Dès l’introduction de la conférence, les termes employés par les oratrices me parlent : on définit l’anorexie mentale comme un PROCESSUS lent, quelque chose qui met du temps à s’installer et qui n’arrive pas du jour au lendemain.

On insiste également sur la nécessité de prendre en charge le trouble le plus rapidement possible.

Dans sa définition-même, le vocabulaire résonne en moi : l’anorexie – comme le vaginisme – est un trouble mental d’origine psychogène et avec des répercussions physiques (amaigrissement, disparition des règles,…). Ici aussi, il s’agit d’un SYMPTOME d’un mal-être psychique. Or, l’alimentation (comme la sexualité ?) constitue un domaine privilégié d’expression des problèmes émotionnels.
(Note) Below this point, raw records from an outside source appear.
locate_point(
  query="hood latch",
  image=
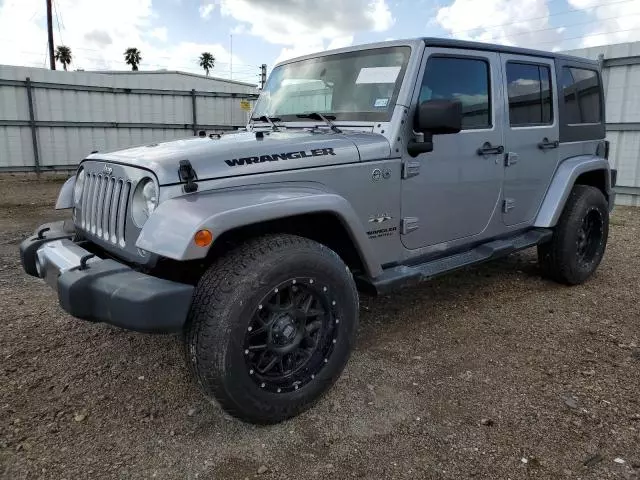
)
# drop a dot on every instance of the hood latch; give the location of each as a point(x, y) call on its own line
point(188, 174)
Très vite, la notion de PEUR entre en scène dans la conférence. L’anorexie se définit comme une peur : celle de s’alimenter et de prendre du poids. Au-delà de celles-ci, d’autres peurs peuvent entrer en jeu : peur d’étouffer, peur d’être contaminée par les aliments, peur de manger des aliments mauvais pour la santé, peur des vomissements.

La peur est bien évidemment centrale également dans le trouble du vaginisme : peur de la pénétration et de la douleur liée à celle-ci en premier lieu. Ensuite, on retrouve aussi des peurs sous-jacentes : peur de la grossesse, de l’accouchement ou de la maternité, peur des maladies transmissibles, peur du sexe masculin ou de ce que l’homme représente, etc.

L’anorexie et le vaginisme seraient donc tous deux une RÉACTION d’évitement, une réponse à une gestion difficile des émotions, un besoin de contrôle pour se protéger. Pour une anorexique ou une vaginique, abandonner ce contrôle serait synonyme de mise en danger.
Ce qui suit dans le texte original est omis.